The illusion of debate

Ralph Peters has a general idea of what's been going on inside the intelligence apparatus.

Few human beings argue with conclusions they want to believe. When the U.S. intelligence community insisted that Saddam's regime possessed hidden weapons of mass destruction, President Bush and his advisers welcomed the "evidence."

Bush believed correctly that Saddam needed to go. And the supportive analysis provided by U.S. intelligence was seconded by the British. Even the French and German intel organizations believed Saddam possessed weapons of mass destruction. Remember that the pre-war argument was not about Saddam's capabilities. It was about the best means to de-fang him.

What went wrong?

Three factors led our intelligence apparatus down the garden path: decades of overreliance on technology; a corresponding neglect of the human factor, and group-think.

Intel professionals — many of whom are far better than their sullied reputation — will respond that there was a great deal of internal debate on the issue of Iraq's WMDs. But it's the terms of the debate that matter: Once the system concluded, as it had done over a decade before, that Saddam had WMDs and wanted more, the internal discussions declined a fatal notch. It was no longer a matter of if, but of how much and where.

"Serious" questions could only be asked within the accepted paradigm. We had only the illusion of a debate.

Certainly, the evidence of WMDs was plentiful: Saddam had used chemical weapons in the past; inspections after Desert Storm found a vigorous WMD program, which the United Nations demanded must be dismantled; and Saddam, suicidally foolish, played cat-and-mouse games to the end — even though his stockpiles were gone.

Now we learn that even Saddam didn't have a grip on the situation — lied to by his subordinates, he, too, believed he had more advanced programs than actually existed. All the while, craven Iraqi exiles told us what they knew we wanted to hear.
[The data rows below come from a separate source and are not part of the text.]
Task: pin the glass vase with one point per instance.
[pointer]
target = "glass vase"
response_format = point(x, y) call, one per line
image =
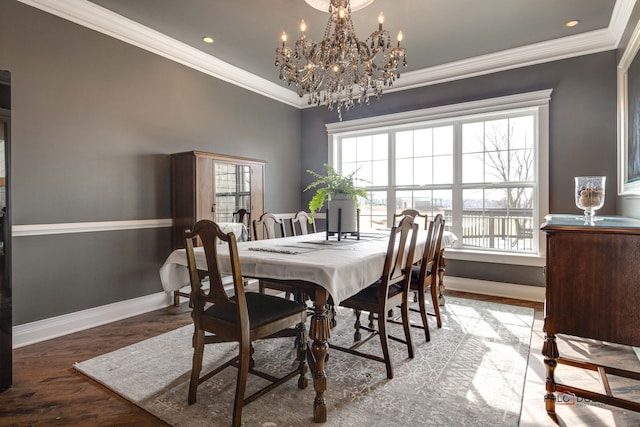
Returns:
point(589, 195)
It would have taken brilliant "out of the box" analysis to get it right. But our intelligence system is, above all, a bureaucracy. And bureaucracies cherish consistency, while shunning the risks of excellence. Bureaucracies only deliver what executives demand. Left to their own devices, they plod along in a defensive crouch.

Administrations come and go. If we truly want to improve our intelligence system, only sustained, bipartisan congressional action can force the critical changes. We all know that members of Congress have a genius for criticism. But can they summon the will to fix a system that their own neglect and rhetoric has crippled?